CHAPITRE II : LE ROMANTISME. — POUCHKINE ET LA POÉSIE.

Ce fut un beau printemps de siècle, en Russie et dans toute l’Europe : la trêve des poëtes, une trêve de vingt-cinq ans après les grandes guerres politiques, avant les grandes luttes sociales et industrielles. L’homme, ayant démoli sa vieille maison, se reposa un instant pour chanter avant de la reconstruire, comme fait l’ouvrier qui interrompt son travail. Durant ces années du romantisme, si courtes et si remplies, qu’on peut circonscrire entre 1815 et 1840, la Russie intelligente sembla ne vivre que d’idée, de passion et d’harmonie. La soudaineté est le caractère de toutes les éclosions dans ce pays ; il se couvrit de poëtes comme ses prairies se parent de fleurs, en quelques jours, au premier rayon qui fond les neiges. Un temps, les vers furent la langue universelle : tout homme cultivé la parla naturellement. De ces poëtes, beaucoup sont aimables, un seul est admirable, celui qui les absorbe tous dans son rayonnement, qui a donné son nom à cette époque, le glorieux Pouchkine.

Voilà pourtant une grande injustice et un exemple frappant de cette vérité, qu’en littérature la priorité des titres n’est rien, leur beauté est tout.

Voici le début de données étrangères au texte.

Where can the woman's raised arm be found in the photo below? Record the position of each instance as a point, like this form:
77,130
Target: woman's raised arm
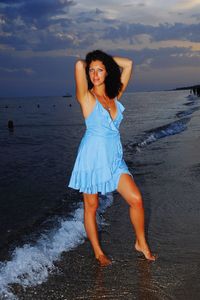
126,65
81,80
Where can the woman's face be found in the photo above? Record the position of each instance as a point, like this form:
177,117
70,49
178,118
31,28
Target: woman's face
97,72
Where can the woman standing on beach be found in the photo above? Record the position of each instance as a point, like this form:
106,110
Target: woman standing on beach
99,166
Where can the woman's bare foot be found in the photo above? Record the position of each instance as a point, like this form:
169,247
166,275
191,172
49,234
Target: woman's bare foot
146,251
103,260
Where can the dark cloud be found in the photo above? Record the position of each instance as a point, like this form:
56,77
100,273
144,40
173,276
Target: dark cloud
177,31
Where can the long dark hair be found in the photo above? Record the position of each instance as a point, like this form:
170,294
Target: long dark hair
113,83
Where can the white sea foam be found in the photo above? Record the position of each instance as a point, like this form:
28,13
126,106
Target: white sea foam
30,265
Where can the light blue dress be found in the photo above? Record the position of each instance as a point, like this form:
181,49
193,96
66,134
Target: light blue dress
99,161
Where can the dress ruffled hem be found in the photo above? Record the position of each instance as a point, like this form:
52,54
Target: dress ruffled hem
82,183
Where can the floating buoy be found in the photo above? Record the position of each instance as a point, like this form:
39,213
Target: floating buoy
10,124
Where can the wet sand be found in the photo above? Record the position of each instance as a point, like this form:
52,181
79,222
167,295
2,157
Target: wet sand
168,174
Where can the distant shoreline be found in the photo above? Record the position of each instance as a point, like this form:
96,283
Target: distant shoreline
188,87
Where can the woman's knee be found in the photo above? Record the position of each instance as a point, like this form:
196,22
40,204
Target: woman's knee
135,199
91,203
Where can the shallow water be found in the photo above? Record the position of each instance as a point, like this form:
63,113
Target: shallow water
160,134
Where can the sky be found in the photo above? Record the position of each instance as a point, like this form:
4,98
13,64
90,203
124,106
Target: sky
41,40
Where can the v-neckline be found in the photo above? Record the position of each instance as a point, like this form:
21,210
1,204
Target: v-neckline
113,119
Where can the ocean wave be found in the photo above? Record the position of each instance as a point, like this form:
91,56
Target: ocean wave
30,265
155,134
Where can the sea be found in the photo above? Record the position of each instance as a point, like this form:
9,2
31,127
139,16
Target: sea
41,220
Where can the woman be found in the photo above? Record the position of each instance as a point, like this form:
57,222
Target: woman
99,166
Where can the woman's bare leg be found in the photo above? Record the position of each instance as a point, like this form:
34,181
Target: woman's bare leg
91,203
130,192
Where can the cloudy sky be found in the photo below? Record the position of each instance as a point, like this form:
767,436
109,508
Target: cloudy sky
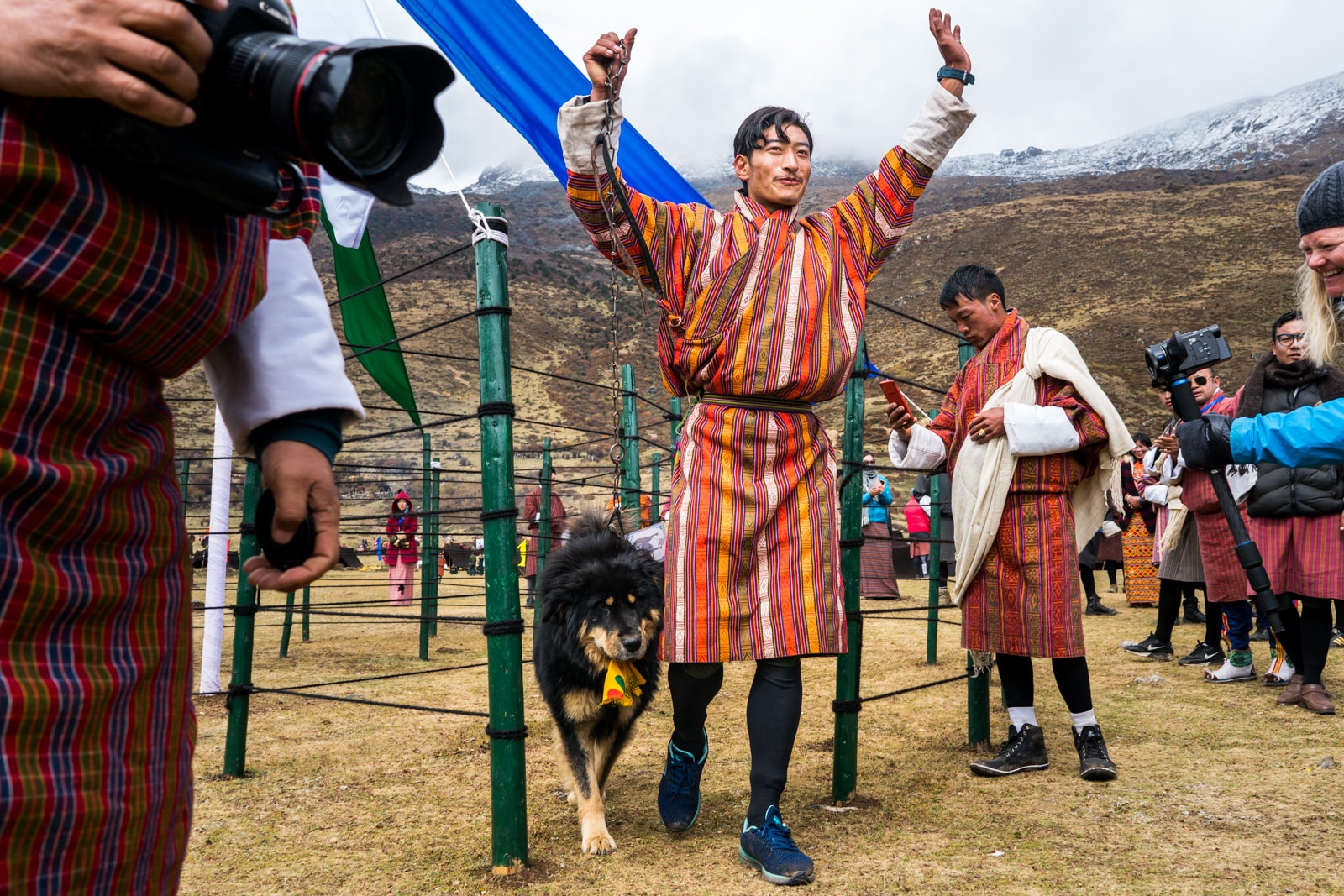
1052,73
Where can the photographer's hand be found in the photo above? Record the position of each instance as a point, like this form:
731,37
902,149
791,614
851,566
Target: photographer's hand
600,55
104,51
302,479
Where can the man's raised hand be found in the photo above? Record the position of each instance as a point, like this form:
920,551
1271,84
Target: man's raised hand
606,50
949,45
105,51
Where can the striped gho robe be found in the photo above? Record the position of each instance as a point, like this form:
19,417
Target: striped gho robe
1225,579
763,307
1026,598
102,295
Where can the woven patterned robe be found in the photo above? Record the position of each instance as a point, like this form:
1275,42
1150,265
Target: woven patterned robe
1225,579
101,296
765,305
1026,598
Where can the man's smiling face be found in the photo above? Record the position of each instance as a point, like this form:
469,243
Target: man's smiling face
779,170
1324,254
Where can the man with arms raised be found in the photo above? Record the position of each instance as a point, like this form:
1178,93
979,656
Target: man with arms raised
761,313
1032,443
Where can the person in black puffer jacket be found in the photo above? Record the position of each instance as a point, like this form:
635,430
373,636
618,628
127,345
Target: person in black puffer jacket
1296,516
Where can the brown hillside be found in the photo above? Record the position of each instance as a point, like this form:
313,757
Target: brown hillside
1115,270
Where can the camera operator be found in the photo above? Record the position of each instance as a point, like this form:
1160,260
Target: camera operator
104,293
1310,436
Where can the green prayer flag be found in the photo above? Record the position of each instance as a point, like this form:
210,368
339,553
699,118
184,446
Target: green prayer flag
369,320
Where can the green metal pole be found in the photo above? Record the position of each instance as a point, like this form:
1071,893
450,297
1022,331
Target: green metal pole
978,687
934,567
656,486
185,479
246,600
425,555
629,441
543,530
844,777
499,516
288,625
436,510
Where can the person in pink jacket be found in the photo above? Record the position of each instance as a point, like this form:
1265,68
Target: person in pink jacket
402,550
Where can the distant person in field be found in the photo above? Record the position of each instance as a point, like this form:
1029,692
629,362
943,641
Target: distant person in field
1032,443
877,574
759,316
533,513
920,527
402,550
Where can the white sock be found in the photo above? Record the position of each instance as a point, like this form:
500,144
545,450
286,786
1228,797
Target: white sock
1084,719
1019,716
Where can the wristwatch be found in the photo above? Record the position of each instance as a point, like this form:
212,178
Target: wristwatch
965,76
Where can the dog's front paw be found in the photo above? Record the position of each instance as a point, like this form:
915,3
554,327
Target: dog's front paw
598,844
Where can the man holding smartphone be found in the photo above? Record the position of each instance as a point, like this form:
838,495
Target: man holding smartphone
1030,441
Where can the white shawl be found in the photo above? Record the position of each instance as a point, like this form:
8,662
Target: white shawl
984,470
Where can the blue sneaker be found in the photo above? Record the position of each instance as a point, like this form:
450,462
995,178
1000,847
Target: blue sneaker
770,851
679,792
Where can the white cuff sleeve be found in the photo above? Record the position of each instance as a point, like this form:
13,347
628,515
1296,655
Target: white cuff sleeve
1035,432
937,127
578,123
284,358
924,450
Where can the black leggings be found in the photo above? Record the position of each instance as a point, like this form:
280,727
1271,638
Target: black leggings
774,707
1316,638
1171,594
1070,674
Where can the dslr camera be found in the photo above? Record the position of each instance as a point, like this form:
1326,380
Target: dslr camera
1173,362
1186,352
363,110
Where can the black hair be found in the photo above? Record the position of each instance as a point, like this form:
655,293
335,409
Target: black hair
1283,318
972,281
756,129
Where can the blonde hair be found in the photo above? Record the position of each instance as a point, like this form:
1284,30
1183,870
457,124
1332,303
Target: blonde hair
1323,322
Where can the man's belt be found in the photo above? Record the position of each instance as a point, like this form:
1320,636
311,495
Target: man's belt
757,403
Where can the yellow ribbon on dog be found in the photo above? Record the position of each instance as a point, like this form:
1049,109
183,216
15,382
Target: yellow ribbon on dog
622,683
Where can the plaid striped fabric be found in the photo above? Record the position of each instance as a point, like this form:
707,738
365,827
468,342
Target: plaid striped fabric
1303,555
763,305
101,295
877,574
1225,579
1027,598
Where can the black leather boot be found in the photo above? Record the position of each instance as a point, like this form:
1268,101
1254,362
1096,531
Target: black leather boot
1025,752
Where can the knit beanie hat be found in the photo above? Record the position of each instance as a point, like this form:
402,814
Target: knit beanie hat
1323,203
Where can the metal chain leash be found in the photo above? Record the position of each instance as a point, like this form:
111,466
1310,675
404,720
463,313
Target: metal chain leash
606,194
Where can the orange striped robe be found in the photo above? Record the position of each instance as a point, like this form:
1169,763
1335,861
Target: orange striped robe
1026,598
761,305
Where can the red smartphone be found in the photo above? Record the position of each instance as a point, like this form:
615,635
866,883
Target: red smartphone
894,396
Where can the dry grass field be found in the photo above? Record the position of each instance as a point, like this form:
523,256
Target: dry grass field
1220,789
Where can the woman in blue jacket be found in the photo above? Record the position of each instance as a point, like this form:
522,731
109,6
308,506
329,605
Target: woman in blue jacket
1310,436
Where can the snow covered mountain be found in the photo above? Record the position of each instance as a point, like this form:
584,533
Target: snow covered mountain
1303,121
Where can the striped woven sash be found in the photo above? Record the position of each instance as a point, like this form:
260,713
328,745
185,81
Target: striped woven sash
757,403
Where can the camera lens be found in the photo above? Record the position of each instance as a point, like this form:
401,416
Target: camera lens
373,118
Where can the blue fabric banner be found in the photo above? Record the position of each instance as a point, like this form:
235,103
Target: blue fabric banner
526,78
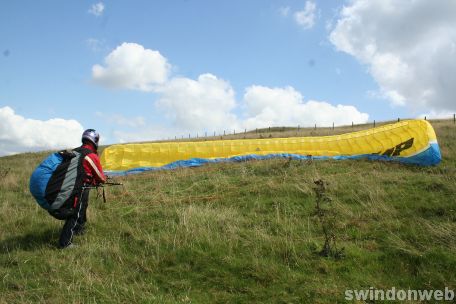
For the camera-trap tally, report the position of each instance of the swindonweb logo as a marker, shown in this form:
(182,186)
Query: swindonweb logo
(393,294)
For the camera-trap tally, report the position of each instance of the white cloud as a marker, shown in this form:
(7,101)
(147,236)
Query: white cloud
(208,103)
(306,17)
(286,107)
(19,134)
(203,104)
(97,9)
(120,120)
(409,47)
(131,66)
(284,11)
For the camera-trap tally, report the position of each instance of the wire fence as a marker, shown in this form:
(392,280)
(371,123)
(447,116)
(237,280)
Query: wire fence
(260,132)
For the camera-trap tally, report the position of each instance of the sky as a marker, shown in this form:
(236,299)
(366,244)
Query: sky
(149,70)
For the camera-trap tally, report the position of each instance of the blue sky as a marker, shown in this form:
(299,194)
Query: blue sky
(169,68)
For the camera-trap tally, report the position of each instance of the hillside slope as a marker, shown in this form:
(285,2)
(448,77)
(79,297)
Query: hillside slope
(239,232)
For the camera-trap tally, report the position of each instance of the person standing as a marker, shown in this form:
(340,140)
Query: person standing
(75,224)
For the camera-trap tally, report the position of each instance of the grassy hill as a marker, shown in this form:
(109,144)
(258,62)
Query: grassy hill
(239,232)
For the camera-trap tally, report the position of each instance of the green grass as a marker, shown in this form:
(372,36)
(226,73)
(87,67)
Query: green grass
(237,233)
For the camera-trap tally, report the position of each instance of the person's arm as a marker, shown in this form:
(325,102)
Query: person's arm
(92,162)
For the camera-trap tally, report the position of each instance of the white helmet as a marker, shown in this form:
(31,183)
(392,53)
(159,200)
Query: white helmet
(92,136)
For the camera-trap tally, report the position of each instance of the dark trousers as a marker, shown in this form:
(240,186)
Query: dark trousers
(76,222)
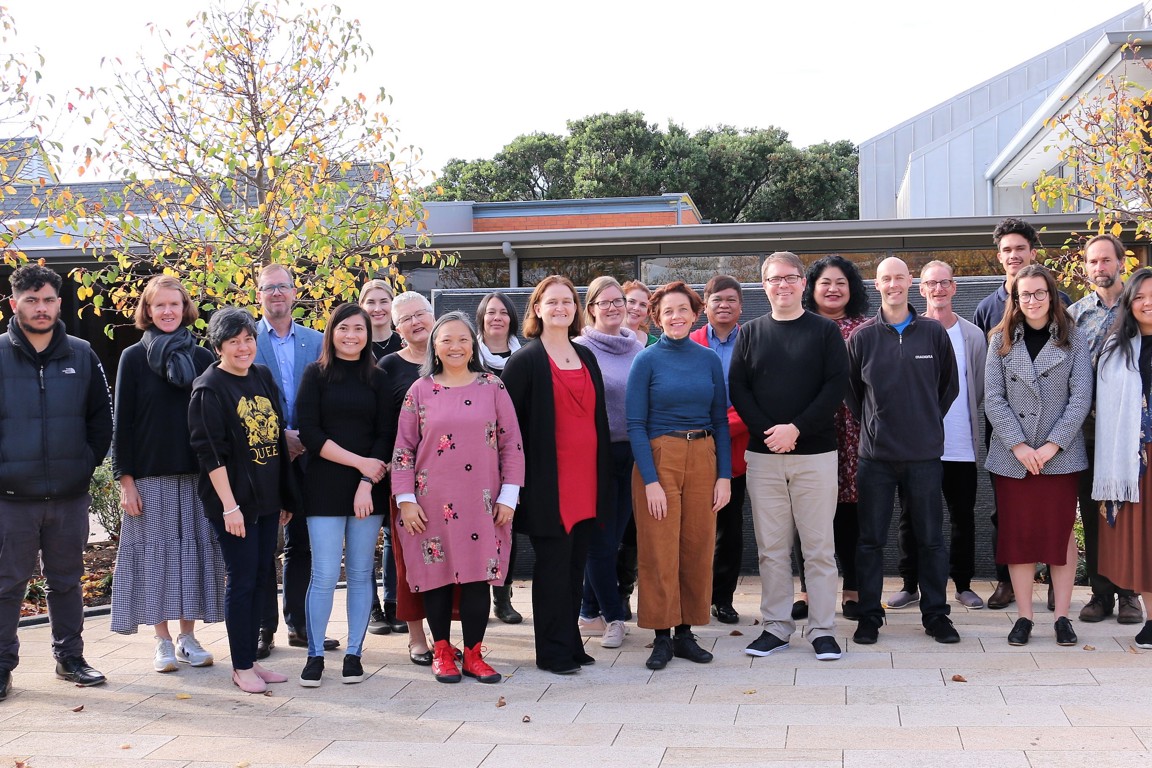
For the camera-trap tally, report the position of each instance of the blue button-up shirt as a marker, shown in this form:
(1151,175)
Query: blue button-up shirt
(724,348)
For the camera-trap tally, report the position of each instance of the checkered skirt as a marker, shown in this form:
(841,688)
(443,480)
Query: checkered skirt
(168,563)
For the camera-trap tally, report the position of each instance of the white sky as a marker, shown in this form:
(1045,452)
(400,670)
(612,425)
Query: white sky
(468,77)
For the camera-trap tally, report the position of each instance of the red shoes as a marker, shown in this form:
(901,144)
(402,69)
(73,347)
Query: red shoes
(444,662)
(476,667)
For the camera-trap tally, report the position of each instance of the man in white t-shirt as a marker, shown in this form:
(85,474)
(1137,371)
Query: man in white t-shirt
(961,438)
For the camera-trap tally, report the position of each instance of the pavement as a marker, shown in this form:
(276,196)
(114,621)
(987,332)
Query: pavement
(906,701)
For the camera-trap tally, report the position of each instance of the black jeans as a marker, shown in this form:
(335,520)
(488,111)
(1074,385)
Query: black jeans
(918,484)
(959,487)
(248,562)
(729,549)
(1090,515)
(55,531)
(558,583)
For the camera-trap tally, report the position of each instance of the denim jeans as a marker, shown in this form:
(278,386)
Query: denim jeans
(355,539)
(248,562)
(918,484)
(601,591)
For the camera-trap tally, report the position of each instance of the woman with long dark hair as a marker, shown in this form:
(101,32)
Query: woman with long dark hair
(168,564)
(558,392)
(245,481)
(835,290)
(347,423)
(497,322)
(1038,390)
(457,470)
(1123,446)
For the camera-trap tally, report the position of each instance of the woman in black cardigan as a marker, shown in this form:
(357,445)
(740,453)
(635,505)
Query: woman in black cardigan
(566,486)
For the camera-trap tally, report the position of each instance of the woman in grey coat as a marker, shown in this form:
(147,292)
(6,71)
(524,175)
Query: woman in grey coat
(1038,390)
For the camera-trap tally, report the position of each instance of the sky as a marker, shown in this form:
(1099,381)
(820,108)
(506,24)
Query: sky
(468,77)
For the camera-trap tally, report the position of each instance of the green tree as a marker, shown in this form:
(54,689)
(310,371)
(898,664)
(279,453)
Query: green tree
(1104,164)
(733,175)
(239,149)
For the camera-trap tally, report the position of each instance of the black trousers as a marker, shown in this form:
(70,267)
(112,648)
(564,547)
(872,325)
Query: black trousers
(558,585)
(959,487)
(729,549)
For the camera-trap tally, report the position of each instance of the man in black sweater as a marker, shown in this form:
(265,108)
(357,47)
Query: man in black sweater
(902,377)
(787,379)
(55,426)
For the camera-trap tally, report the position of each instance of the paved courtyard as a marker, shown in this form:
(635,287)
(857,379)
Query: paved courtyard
(904,701)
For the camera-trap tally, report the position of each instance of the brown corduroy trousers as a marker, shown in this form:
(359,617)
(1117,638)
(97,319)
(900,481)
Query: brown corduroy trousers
(675,553)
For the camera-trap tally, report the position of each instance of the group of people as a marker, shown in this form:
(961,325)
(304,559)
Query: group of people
(623,457)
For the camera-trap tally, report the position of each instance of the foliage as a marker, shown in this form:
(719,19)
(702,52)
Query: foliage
(29,197)
(733,175)
(105,492)
(237,150)
(1105,164)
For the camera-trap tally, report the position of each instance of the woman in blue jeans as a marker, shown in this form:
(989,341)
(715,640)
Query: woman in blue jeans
(615,346)
(346,415)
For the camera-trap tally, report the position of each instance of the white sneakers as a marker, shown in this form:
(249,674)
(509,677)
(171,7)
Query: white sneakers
(165,660)
(613,635)
(189,651)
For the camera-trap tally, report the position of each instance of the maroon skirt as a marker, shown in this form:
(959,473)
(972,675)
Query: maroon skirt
(1126,550)
(1035,517)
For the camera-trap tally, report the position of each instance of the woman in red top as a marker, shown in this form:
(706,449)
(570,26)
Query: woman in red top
(558,392)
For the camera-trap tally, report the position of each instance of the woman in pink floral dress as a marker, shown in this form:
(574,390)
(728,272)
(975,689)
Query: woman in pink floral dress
(457,470)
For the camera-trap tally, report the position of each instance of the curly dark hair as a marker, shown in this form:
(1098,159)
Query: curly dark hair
(858,302)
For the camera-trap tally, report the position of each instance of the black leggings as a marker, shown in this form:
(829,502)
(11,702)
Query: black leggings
(474,610)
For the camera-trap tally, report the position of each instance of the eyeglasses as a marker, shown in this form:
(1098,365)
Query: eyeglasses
(408,318)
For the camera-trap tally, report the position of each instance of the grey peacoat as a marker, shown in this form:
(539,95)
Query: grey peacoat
(1037,402)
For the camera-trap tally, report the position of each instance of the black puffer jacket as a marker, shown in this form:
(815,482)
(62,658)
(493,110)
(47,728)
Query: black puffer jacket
(55,416)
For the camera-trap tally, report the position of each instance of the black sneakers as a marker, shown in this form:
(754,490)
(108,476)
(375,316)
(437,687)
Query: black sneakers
(313,670)
(765,645)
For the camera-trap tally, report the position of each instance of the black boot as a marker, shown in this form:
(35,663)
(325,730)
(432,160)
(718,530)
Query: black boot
(501,605)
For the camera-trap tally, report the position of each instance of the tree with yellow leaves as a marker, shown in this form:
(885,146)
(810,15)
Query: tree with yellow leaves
(239,149)
(1105,164)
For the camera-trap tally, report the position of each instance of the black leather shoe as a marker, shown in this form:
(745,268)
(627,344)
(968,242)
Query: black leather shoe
(661,653)
(76,670)
(726,614)
(684,646)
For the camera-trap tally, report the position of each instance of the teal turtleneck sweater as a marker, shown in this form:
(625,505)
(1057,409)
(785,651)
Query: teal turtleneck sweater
(676,386)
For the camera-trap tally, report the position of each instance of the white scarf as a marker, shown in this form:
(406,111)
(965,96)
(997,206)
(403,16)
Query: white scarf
(1118,427)
(494,362)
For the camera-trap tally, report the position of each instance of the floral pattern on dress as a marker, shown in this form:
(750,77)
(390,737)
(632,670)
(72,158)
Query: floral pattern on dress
(848,432)
(403,459)
(433,550)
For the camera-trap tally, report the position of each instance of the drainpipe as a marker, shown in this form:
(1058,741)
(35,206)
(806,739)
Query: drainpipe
(513,264)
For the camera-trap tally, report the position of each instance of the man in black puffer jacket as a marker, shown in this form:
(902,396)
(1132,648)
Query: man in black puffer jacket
(55,426)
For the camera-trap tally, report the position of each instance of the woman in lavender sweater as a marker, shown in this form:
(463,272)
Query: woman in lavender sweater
(614,347)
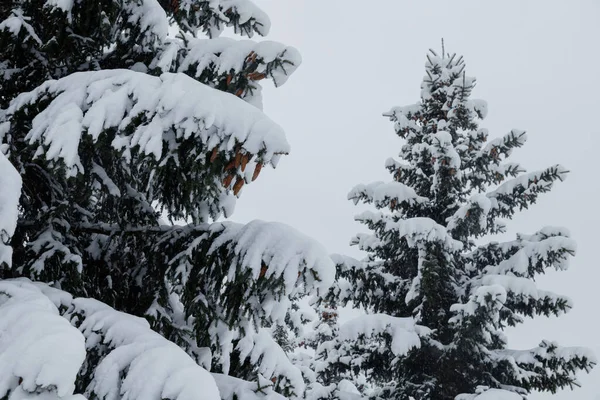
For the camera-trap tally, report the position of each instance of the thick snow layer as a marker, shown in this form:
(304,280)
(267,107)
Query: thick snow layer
(245,11)
(141,364)
(39,350)
(477,202)
(92,102)
(228,56)
(233,388)
(530,181)
(537,251)
(382,193)
(17,21)
(47,351)
(270,359)
(545,351)
(286,252)
(424,229)
(404,332)
(491,394)
(10,192)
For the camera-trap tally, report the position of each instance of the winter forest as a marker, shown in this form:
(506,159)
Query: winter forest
(271,200)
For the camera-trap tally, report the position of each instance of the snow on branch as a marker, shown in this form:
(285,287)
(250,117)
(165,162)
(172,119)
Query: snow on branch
(271,360)
(171,108)
(212,16)
(384,194)
(230,63)
(147,15)
(534,256)
(424,229)
(46,352)
(549,362)
(237,389)
(16,23)
(285,252)
(135,352)
(10,192)
(520,192)
(484,393)
(403,332)
(40,352)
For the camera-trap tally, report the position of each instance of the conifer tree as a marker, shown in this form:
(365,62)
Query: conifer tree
(434,279)
(107,123)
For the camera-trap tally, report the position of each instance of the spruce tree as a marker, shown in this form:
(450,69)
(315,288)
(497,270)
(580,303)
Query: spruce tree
(108,125)
(434,279)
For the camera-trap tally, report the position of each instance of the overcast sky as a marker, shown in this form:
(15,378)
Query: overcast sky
(537,66)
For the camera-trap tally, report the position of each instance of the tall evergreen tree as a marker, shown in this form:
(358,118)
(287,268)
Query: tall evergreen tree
(432,279)
(107,123)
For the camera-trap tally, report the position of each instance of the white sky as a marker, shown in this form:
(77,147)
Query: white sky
(537,65)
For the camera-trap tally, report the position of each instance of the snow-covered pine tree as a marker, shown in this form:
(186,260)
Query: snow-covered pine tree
(107,123)
(429,258)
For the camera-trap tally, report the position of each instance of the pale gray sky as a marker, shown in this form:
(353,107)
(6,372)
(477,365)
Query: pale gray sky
(537,66)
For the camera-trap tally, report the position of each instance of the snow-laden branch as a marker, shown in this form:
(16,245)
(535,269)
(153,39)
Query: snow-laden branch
(226,56)
(404,333)
(10,192)
(39,350)
(122,351)
(149,114)
(284,251)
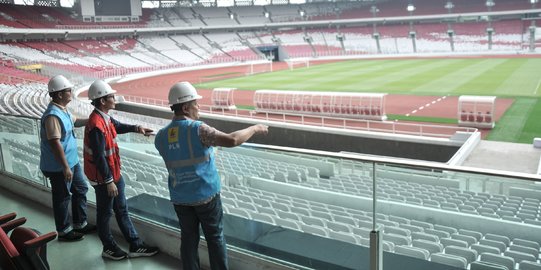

Joukovsky, plus âgé de vingt ans, a précédé Pouchkine et lui a longtemps survécu ; qu’il soit le véritable initiateur du romantisme, aucun critique ne le conteste ; le premier, il apporta d’Allemagne la doctrine nouvelle, et lui resta fidèle pendant un demi-siècle. Son œuvre est considérable : une version d’Homère où la langue russe, grâce à ses affinités avec la langue grecque, rend chaque nuance et chaque effet de cette dernière, aussi fidèlement qu’un surmoulage de cire molle ; des imitations nombreuses de Schiller, de Gœthe, d’Uhland ; des compositions personnelles, élégies ou ballades, poésie mélancolique et languissante, toute colorée du bleu allemand, qu’on dirait empruntée au doux Novalis. Joukovsky prélude à la plupart des thèmes que reprendra Pouchkine, dans le même ton, sur le même instrument ; c’est le Pérugin de ce Raphaël ; à l’heure où l’élève est à peine au collége, son maître écrit déjà des ballades sur des sujets russes, Ludmila (1808), Svétlana (1811) ; prenez dans ces pièces une des bonnes strophes, glissez-la dans Rousslan ou dans le Prisonnier du Caucase ; il faudra un œil bien exercé pour apercevoir la supercherie ; néanmoins, d’un consentement unanime, les Russes vous diront que la poésie nouvelle date de Pouchkine et reste identifiée avec son nom. Joukovsky fut de ces esprits timides qui naissent et demeurent satellites, astres de reflet, alors même qu’ils se lèvent les premiers ; si vive et si pareille à l’aube que soit la clarté de la lune, nous ne comptons le jour que de l’instant où le soleil la remplace.